Augmentation de capital
Fin juillet, Lufthansa avait été cité comme le meilleur repreneur possible dans un rapport du Boston Consulting, mandaté par Austrian Airlines. « La solution que nous privilégions est une fusion avec un puissant partenaire aérien », a alors déclaré Alfred Ötsch, le PDG d'AUA, qui a perdu 50 millions d'euros au premier semestre.
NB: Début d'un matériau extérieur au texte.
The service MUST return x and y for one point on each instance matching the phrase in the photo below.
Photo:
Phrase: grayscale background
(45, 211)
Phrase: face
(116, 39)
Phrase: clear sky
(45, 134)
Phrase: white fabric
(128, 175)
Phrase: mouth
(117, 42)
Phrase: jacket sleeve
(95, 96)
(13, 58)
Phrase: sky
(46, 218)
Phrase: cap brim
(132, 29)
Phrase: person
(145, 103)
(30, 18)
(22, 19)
Depuis, l'hypothèse d'un rachat par Lufthansa fait son chemin, d'après des sources proches du conseil d'administration d'Austrian et malgré la consigne de silence imposée à ses membres. Mais l'ascendant de Lufthansa sur ses rivaux reste fragile. Un rapport publié par la banque autrichienne Raiffeisen Centrobank estime que cette option affaiblirait considérablement l'aéroport de Vienne, principale plate-forme de transit avec l'Europe centrale et orientale.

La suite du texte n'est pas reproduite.